30th Street and Market. Design by Harari Yahya and Wan Zawber. Photo: University of Illinois at Urbana-Campaign
This right here stretches the definition of "Dead-Ass Proposal", being that this was never seriously proposed for construction. This is a series of designs made by architecture grad students in 1992 showing possible ideas for the extension of Center City across the Schuylkill. While a completely pie-in-the-sky idea back then, the leaping of highrise architecture into the West has become a reality in the here and now.
It all started when an 81-year-old Edmund Bacon, director of the Philadelphia City Planning Commission from 1949 to 1970, was given the 1991-92 Plym Distinguished Professorship in Architecture by the University of Illinois at Urbana-Campaign. As part of this distinguished award, Bacon would work with architecture grad students in the Fall of 1991 to come up with Master Plans and architectural designs for "Center City West", a new mixed-use commercial/residential district that would connect the deadzone immediately around 30th Street Station to Center City proper.

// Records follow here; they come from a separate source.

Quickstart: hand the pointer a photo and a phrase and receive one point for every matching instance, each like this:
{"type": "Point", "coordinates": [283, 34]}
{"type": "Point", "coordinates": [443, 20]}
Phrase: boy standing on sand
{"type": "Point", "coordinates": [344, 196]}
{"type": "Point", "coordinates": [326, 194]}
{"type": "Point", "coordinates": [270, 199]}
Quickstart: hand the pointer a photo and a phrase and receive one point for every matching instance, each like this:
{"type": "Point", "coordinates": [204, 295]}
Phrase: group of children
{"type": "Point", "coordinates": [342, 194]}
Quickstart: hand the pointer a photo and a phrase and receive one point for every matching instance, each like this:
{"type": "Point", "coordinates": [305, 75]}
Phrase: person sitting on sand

Bacon made sure to emphasize the pattern of growth in the history of the city going all the way back to William Penn's time. He encouraged creating a sixth square that matched Thomas Holme's plan, which gave us the five squares we have today in Center City (City Hall fills one of them). This new square wouldn't be called "Sixth Square", "Bacon Square, or even "University Square". It would be called UNIVERSE Square, as if it was the center of the universe. Part of the reason for this name was because Bacon was pretty much convinced that 30th Street Station would become the most significant location on the entire Northeast Corridor in the 21st Century, the center of the universe (of transportation). Not bad for a guy that use to berate other designers decades before for not living "in the age of the automobile". At the time, talk of Maglev trains being installed along the Corridor and how they would be fast enough to replace airplanes was all aflutter in the media. Talk about a dead-ass proposal!

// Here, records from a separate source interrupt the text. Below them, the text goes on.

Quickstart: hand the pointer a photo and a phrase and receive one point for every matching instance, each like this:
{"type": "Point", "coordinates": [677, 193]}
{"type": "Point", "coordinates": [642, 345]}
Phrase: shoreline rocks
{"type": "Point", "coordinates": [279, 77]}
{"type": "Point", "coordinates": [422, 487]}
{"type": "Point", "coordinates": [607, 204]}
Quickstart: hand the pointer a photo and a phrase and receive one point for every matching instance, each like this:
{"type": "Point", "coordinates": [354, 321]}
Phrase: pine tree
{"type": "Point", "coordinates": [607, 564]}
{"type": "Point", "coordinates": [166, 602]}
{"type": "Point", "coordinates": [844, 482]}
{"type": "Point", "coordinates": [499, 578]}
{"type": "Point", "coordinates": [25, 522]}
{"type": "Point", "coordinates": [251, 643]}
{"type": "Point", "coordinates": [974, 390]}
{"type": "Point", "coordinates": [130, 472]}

The students came up with designs that covered anything from a mountain range of skyscrapers along the Schuylkill to a series of little low rise buildings. In the Spring semester of 1992, Bacon selected some of the more badass students and created a studio that would expand upon the master plans in various ways. The studio, lead by UIUC professor Richard Selby, looked at how to connect the 30th Street subway station to street level and above. This is a known obsession of Bacon's, and becomes clear in some of the 1960s master plans he was a part of.
One of the more badass ideas: lots and lots of skyscrapers. Design by Mark Freudenwald. Photo: University of Illinois at Urbana-Campaign
A shitload of different models and drawings were created at all different scales. Many had some aspects in common, like sets of towers at 30th and Market that would interrupt the view down Market Street just as City Hall does on Market and Broad. The work and the models were so impressive that they were publicly displayed in Philadelphia in January 1993 at an exhibition called New Visions for Philadelphia. Then-mayor Ed Rendell, City Council, development guru Richard I. Rubin's company, and the Athenaeum of Philadelphia (among others) sponsored the show, which was put on display in the then brand-new Mellon Bank Center (now called BNY Mellon Center).
People became so impressed with the models and designs for a future Philadelphia that developers and city officials actually spent some time in early 1993 looking further into some of the ideas that were proffered in the students' designs. Little did that know that after 1993, the city would not put up another highrise for 10 years, when the St. James was built in Washington Square West.
Nonetheless, the students' master plans and the exhibit did have SOME permanent effect. One of the designs proposed a compass rose that would be placed in the middle of the City Hall courtyard with lasers and shit pointing all over the place. The compass rose (sans lasers) became a reality in 1994 and has already been re-applied since.
There it is, getting illegally parked-upon in this aerial photo from Google.
One of the ideas in the project was by a student named John Lesak, who proposed a research park for the 30th and Market location that could serve both UPenn and Drexel. Something like this has been proposed recently by Drexel University for almost the same exact location, but this time they're calling it an Innovation Neighborhood. They should just dig up John Lesak's old design and build it (with modern touches, of course).
Lesak's Research Center towers. Photo: University of Illinois at Urbana-Campaign
Twenty years after the New Visions for Philadelphia exhibit, highrises are finally starting to be built on the west side of the Schuylkill. The Cira Center was first in 2005, the Grove is under construction now, and Cira Center South office tower continues to be rumored to start construction soon (they've been saying that for like 5 years). Drexel plans avertical expansion of One Drexel Plaza (formerly the Evening Bulletin building) and the new dormitory highrise Lancaster Square will soon start construction on the northwestern edge of 30th Street Station's sphere of influence. The idea of a sixth square was re-born in 2008, this time calling it "Station Square". Those efforts ended up becoming the Porch at 30th Street Station, which has been highly successful and provides the link between Center City and University City that Bacon had once envisioned.